I just read a comic and it gave me an idea for a RP. It would have a college setting and I'd RP as a Female Oryx. I'm wondering if any ladies would like to do a Lesbian RP with me. My Female Oryx Fursona is a nerd by the way so I'd kinda like a Dom or something for this RP.

I can't reply between 9:30 pm and 6:00 am Eastern Standard time.


----------



## Le Chat Nécro (Aug 15, 2018)

Hey! Nerds can be doms too ya know! >:V

Seriously though, good luck with your search.


----------



## Wolf22red (Aug 15, 2018)

Le Chat Nécro said:


> Hey! Nerds can be doms too ya know! >:V
> 
> Seriously though, good luck with your search.



I didn't know that since in all the *ahem* Yiff and Hentai I've read with nerds has them beings subs and Lilly (my Oryx Fursona) is a sub.

Also thanks


----------



## Le Chat Nécro (Aug 15, 2018)

Wolf22red said:


> I didn't know that since in all the *ahem* Yiff and Hentai I've read with nerds has them beings subs and Lilly (my Oryx Fursona) is a sub.
> 
> Also thanks


Anyone can be a Dom if they want to.

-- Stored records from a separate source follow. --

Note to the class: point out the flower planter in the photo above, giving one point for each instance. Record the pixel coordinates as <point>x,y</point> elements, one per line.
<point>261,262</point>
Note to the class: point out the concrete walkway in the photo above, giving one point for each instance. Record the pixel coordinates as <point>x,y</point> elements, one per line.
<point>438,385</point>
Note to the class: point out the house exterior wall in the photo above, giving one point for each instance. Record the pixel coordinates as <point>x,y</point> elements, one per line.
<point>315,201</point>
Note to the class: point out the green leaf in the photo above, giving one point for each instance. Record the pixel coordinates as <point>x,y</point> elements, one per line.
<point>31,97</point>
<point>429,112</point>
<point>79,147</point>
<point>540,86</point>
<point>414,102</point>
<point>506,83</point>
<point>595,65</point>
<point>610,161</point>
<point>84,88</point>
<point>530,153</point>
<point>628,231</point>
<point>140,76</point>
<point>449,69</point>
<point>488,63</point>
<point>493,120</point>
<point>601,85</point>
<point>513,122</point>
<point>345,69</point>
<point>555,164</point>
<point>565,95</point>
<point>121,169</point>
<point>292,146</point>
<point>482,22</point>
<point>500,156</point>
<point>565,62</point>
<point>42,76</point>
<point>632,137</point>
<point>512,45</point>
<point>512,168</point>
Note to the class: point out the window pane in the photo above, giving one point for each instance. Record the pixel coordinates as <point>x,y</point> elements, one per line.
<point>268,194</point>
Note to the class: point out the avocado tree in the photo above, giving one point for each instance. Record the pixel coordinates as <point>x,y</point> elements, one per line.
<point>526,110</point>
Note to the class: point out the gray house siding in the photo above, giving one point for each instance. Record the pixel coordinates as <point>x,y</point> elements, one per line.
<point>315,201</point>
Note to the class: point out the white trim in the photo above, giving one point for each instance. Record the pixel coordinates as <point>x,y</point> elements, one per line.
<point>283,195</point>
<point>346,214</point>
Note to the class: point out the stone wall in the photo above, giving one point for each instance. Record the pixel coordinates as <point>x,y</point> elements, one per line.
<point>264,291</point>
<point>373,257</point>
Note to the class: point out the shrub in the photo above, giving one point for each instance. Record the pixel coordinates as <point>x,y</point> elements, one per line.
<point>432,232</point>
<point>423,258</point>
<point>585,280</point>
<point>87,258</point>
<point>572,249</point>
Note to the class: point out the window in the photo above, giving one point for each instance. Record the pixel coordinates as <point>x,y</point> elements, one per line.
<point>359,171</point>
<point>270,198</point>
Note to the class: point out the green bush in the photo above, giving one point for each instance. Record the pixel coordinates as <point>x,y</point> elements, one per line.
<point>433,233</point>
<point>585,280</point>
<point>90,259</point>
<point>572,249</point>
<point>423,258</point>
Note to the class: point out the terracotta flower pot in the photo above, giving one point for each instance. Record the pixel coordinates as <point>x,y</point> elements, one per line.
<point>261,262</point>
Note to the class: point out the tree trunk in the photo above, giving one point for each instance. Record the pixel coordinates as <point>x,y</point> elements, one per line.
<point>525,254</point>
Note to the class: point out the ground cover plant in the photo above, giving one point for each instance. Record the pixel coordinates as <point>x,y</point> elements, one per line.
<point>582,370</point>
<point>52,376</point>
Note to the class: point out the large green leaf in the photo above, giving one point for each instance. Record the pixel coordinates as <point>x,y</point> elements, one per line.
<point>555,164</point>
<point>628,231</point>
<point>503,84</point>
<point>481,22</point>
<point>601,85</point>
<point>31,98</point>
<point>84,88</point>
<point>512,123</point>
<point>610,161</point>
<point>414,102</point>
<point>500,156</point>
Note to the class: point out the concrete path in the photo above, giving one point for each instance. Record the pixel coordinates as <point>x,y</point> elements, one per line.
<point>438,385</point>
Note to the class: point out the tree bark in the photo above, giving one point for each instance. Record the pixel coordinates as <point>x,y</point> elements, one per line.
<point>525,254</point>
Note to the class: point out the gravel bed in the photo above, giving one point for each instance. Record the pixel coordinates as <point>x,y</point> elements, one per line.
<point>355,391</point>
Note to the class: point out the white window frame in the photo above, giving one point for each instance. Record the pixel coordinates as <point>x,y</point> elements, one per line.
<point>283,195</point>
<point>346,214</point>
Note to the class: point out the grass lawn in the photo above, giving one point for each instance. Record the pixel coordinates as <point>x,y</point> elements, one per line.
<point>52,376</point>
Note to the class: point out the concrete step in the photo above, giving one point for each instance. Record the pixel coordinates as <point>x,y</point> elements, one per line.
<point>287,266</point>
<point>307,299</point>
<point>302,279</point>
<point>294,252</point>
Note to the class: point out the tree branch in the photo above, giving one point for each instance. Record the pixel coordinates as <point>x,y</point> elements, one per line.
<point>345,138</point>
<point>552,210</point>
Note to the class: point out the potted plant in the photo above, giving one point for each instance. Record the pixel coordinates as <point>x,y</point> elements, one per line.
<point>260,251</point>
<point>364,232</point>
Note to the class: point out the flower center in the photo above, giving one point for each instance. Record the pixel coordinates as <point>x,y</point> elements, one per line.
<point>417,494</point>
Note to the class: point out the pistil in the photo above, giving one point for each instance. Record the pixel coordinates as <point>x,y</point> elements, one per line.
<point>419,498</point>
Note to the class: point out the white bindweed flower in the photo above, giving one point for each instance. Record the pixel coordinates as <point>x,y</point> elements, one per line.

Or a sub. Or both. 
The world is your oyster!


----------



## Wolf22red (Aug 16, 2018)

Anyone ? ☹


----------



## Sprite (Aug 19, 2018)

Were you looking for a girl to roleplay with or anyone with a female character?


----------



## Wolf22red (Aug 19, 2018)

Anyone with a Female Character would do


----------



## Azrion/Zhalo (Aug 19, 2018)

Is it like a girl-only college?

And what's an Oryx, would that be the Taken King?


----------



## Wolf22red (Aug 19, 2018)

It is like an anatalope but with horns instead of antlers


----------



## Whimsycal (Aug 21, 2018)

Still looking?


----------



## Wolf22red (Aug 21, 2018)

Are you interested ?


----------



## Whimsycal (Aug 21, 2018)

Yup. Send you a message for more info


----------